Citing people with knowledge of the situation, the report said law firms Proskauer Rose and Kirkland & Ellis are being consulted by creditor groups, who are seeking to avoid a situation similar to crypto exchange FTX’s rapid descent into bankruptcy.

“Our goal is to resolve the current situation in the lending business without the need for any bankruptcy filing,” a Genesis spokesperson said.

Representatives for Proskauer and K&E did not immediately respond to requests for comment.

“We’ve begun discussions with potential investors and our largest creditors and borrowers, including Gemini and DCG, to agree on a solution that shores up our lending business’ overall liquidity and addresses clients’ needs,” Genesis’ interim chief executive Derar Islim told clients in a letter seen by Reuters.

The report comes as US state securities regulators are investigating Genesis Global Capital as part of a wide-ranging inquiry into the interconnectedness of crypto firms, Barron’s reported last week, citing a comment from the Alabama Securities Commission director.

Genesis has hired investment bank Moelis & Company “to evaluate the best possible asset preservation strategy and effectuate a roadmap,” the firm said in the letter.

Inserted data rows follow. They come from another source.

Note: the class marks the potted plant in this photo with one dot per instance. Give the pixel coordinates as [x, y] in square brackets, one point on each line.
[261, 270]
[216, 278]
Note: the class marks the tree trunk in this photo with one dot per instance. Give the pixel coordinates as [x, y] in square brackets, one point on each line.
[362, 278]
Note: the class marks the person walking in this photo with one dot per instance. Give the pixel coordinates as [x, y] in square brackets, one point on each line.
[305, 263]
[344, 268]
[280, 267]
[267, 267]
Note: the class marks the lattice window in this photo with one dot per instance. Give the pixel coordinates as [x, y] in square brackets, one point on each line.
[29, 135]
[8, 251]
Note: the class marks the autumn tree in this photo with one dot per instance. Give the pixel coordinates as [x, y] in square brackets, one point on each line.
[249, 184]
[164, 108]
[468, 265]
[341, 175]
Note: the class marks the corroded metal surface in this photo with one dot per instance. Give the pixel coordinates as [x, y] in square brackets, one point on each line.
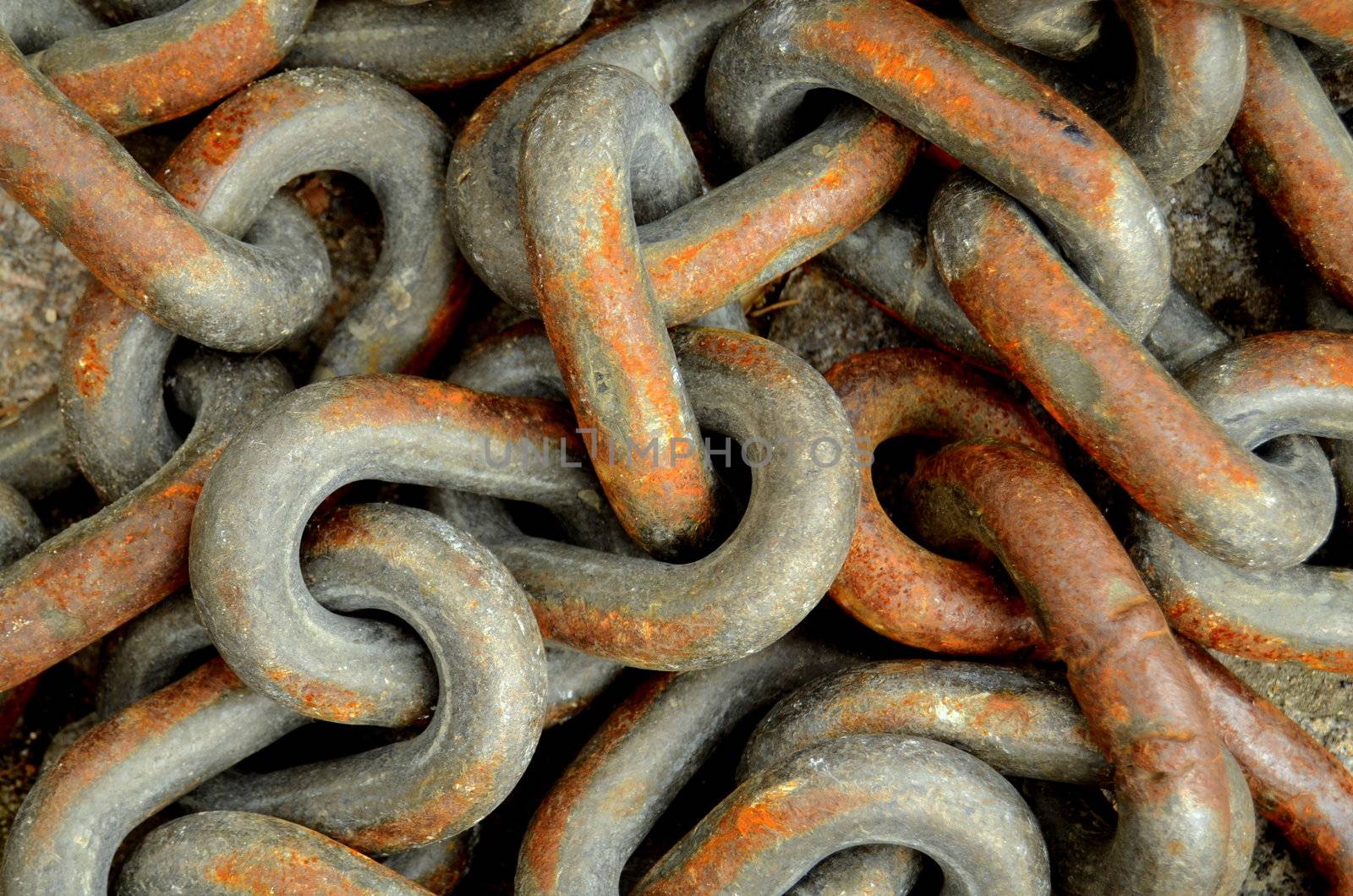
[412, 682]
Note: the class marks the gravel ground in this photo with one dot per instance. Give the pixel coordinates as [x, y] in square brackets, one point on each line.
[1229, 254]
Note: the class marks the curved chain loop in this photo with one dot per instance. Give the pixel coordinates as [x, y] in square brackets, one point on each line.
[105, 570]
[716, 248]
[872, 788]
[85, 187]
[227, 168]
[1298, 153]
[490, 672]
[183, 58]
[211, 851]
[967, 101]
[1114, 398]
[1267, 390]
[439, 45]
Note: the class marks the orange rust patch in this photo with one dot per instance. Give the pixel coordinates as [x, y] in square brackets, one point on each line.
[178, 76]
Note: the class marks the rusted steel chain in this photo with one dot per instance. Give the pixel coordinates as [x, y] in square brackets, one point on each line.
[1298, 153]
[129, 768]
[890, 259]
[34, 25]
[1022, 722]
[744, 594]
[1244, 720]
[223, 172]
[240, 851]
[628, 774]
[20, 533]
[101, 571]
[1188, 81]
[1113, 396]
[33, 454]
[890, 582]
[1264, 390]
[490, 702]
[967, 99]
[112, 380]
[1295, 781]
[160, 68]
[80, 184]
[1065, 29]
[439, 44]
[872, 788]
[521, 362]
[594, 132]
[724, 244]
[1123, 666]
[1188, 85]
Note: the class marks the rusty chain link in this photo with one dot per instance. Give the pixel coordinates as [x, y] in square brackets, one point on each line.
[505, 563]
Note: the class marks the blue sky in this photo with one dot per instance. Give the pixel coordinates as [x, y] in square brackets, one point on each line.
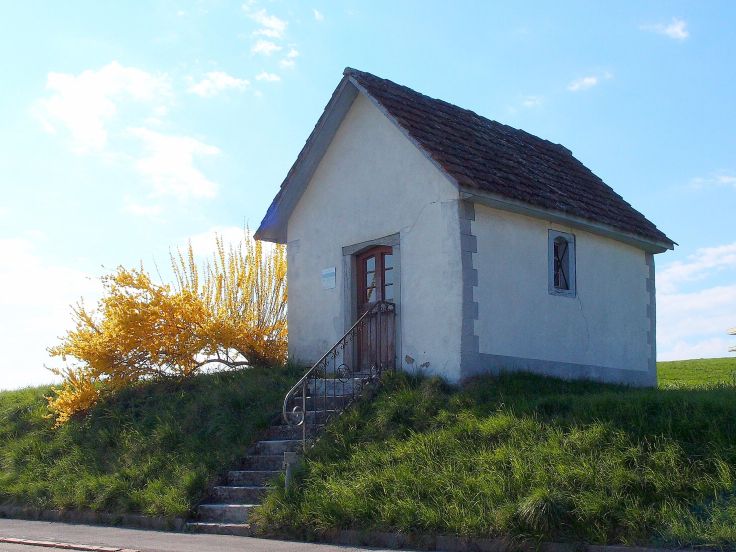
[130, 127]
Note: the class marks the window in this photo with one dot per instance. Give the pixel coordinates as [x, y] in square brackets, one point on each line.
[375, 276]
[561, 263]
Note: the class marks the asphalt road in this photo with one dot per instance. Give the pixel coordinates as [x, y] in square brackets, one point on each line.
[144, 541]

The crypto lending arm of US digital asset broker Genesis Trading suspended customer redemptions earlier this month, citing the sudden failure of FTX, where its derivatives business has approximately $175 million in locked funds, the company had said.

Venture capital company Digital Currency Group, which owns Genesis Trading and cryptocurrency asset manager Grayscale, owes $575 million (roughly Rs. 4,692 crore) to Genesis’ crypto lending arm, Digital Currency Chief Executive Barry Silbert told shareholders this month.